Projects

• Optical Power-Extinction Tomography:

Optical Power-Extinction Tomography (OPET) makes use of the power lost from two coherent beams, which simultaneously interrogate a scattering object, to generate a tomograph (three-dimensional image) of that object in a similar maner as Computed Axial Tomography (CAT) makes use of the attenuation of individual beams of X-rays through an absorbing object to generate a tomograph.

• Total Internal Reflection Tomography:

Total Internal Reflection Tomography (TIRT) is an imaging modality that makes use of evanescent waves to illuminate and probe a sample. The probe depth is controlled through the exponential decay of the evanescent wave. In principle, this form of illumination can also enable super-resolved imaging where features smaller that a wavelength can be resolved. To take practical advantage of this capability it is necessary to solve the inverse scattering problem which is the focus of this project.

• Near-field Optical Power-Extinction Tomography:

Near-field Optical Power-Extinction Tomography (NOPET) represents the intersection of TIRT and OPET where the probe beams of OPET are replaced with evanescent waves as in TIRT for sample illumination. With this technique it is possible to produce sub-wavelength resolved tomographs of scattering objects from the power lost from the probe fields.

• Near-field Scanning Optical Tomography:

Near-field Scanning Optical Tomography (NSOT) explores the extension of imaging modalities such as Photon Scanning Tunneling Microscopy (PSTM) and Near-field Scanning Optical Microscopy (NSOM) to samples that contains three-dimensional structure or when the probe tip is not scanned in grazing proximity to the sample. We solve the linearized inverse scattering problem to produce sub-wavelength resolved tomographs of the object under said conditions.

• Surface Plasmon-Polariton Modeling :

Surface Plasmon-Polaritons (SPPs) are quasi-two-dimensional waves supported at the interface of the vacuum (or a dielectric) and a metal with an index of refraction less than negative one.
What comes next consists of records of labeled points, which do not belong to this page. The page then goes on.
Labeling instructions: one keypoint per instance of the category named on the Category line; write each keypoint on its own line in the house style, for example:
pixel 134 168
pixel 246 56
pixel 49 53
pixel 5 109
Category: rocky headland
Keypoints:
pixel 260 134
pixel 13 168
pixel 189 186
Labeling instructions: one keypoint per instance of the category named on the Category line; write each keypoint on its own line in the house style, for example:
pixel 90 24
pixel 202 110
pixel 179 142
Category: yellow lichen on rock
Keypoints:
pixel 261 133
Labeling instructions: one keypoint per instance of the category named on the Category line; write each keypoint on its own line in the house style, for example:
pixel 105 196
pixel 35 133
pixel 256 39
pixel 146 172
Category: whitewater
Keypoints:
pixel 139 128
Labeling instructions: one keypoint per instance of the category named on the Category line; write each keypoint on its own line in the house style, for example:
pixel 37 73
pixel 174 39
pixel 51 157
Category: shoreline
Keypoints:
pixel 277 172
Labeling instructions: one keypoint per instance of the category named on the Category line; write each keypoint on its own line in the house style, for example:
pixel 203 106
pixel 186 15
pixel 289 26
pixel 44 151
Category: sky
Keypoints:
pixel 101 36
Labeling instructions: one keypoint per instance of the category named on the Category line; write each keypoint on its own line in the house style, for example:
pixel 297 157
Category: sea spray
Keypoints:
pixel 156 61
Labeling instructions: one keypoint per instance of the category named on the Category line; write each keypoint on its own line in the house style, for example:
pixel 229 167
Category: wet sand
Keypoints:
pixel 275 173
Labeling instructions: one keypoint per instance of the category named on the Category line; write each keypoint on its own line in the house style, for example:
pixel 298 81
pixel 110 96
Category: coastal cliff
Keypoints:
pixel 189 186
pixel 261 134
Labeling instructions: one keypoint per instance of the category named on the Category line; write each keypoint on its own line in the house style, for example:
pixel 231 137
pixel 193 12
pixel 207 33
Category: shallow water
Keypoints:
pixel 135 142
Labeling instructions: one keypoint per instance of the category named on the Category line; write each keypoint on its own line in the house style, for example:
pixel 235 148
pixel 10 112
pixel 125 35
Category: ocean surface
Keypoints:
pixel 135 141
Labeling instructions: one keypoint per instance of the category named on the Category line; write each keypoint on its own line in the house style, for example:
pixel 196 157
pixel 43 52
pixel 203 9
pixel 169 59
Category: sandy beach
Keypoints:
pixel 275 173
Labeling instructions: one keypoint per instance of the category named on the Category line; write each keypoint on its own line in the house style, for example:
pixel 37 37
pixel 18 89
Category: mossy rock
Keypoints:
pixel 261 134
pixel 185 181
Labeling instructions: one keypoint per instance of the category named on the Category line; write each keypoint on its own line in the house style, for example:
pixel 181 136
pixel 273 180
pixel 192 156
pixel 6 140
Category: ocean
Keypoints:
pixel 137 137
These waves are of great interest in the effort to produce integrated micro-optical elements at the intersection of micro electronics and micro optics. We are working with other groups on campus to better understand the behavior of these waves.
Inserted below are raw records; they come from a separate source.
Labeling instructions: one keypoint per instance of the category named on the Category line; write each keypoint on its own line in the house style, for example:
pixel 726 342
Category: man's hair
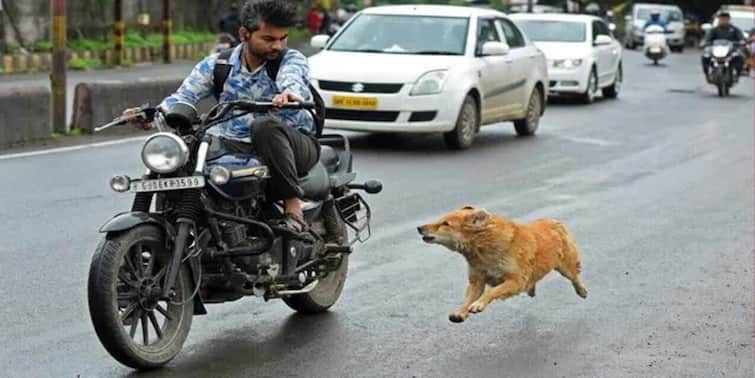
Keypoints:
pixel 280 13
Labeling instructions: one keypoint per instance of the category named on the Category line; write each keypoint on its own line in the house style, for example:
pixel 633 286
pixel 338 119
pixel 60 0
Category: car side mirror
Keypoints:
pixel 319 41
pixel 495 48
pixel 603 40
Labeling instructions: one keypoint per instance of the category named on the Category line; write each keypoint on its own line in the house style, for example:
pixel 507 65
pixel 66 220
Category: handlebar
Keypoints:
pixel 216 115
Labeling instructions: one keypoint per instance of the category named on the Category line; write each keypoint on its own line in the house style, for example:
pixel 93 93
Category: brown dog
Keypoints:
pixel 509 257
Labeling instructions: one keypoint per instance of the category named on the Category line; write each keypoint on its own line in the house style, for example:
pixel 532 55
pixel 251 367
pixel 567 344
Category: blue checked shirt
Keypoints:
pixel 293 77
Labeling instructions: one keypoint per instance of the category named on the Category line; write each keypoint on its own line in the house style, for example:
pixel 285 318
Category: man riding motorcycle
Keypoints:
pixel 724 30
pixel 284 141
pixel 655 19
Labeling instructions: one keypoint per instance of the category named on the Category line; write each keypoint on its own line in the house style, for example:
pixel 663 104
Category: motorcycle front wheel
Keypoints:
pixel 134 324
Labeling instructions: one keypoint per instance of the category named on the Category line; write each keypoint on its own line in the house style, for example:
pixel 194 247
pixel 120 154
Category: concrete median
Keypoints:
pixel 97 103
pixel 24 115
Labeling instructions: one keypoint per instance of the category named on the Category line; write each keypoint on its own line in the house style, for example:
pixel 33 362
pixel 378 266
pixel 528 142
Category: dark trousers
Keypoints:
pixel 288 153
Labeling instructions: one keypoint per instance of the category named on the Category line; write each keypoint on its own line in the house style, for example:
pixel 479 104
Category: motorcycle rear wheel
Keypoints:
pixel 124 278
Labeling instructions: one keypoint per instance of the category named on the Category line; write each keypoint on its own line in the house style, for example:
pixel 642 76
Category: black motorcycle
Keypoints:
pixel 721 74
pixel 201 231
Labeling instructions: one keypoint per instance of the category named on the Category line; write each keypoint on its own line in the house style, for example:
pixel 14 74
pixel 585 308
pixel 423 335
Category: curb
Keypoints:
pixel 42 62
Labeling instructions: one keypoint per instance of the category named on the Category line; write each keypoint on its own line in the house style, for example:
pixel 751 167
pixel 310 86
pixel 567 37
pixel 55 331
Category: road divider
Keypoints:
pixel 97 103
pixel 24 115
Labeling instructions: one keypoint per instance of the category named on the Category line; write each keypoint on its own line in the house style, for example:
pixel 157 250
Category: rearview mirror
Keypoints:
pixel 495 48
pixel 319 41
pixel 603 40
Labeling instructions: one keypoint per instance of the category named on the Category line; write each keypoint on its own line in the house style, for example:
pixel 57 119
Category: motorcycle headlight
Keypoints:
pixel 430 83
pixel 164 153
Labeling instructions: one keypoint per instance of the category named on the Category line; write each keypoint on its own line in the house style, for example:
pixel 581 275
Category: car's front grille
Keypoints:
pixel 361 115
pixel 355 87
pixel 423 116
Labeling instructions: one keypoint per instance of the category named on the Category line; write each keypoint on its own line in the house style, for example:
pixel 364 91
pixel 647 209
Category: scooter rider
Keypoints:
pixel 724 30
pixel 655 19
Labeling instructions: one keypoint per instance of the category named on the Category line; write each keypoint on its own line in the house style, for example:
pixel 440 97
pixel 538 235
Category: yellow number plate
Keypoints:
pixel 349 102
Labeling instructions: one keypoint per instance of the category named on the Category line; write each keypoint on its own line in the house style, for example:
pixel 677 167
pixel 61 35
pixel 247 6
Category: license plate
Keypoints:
pixel 351 102
pixel 160 185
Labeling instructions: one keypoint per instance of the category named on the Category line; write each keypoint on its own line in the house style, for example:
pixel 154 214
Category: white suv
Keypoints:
pixel 430 69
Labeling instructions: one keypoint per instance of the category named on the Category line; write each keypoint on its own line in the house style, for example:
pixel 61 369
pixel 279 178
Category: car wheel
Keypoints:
pixel 613 90
pixel 467 125
pixel 592 88
pixel 529 124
• Photon Scanning Tunneling Microscope:

A Photon Scanning Tunneling Microscope (PSTM) is a device where the object is illuminated by an evanescent wave generated at the face of a prism or slide and the field is detected via a fiber probe in the near-zone of the sample (as in NSOM). The data obtained with a PSTM is not amenable to direct interpretation but we show sufficient information exits in the raw data to numerically compute the two-dimensional structure of a thin sample, thus achieving a computational lens for the near-field

• Investigation of Carbon Nanotube Nano-Optics :

Carbon nanotubes and semiconductor nanowires are tiny objects (1000 times thinner than a human hair) that have recently drawn considerable attention in the scientific and engineering communities on account of their novel structural and electrical properties. Through the NER program and NSF funding we will theoretically investigate the optical and opto-electronic properties of these structures.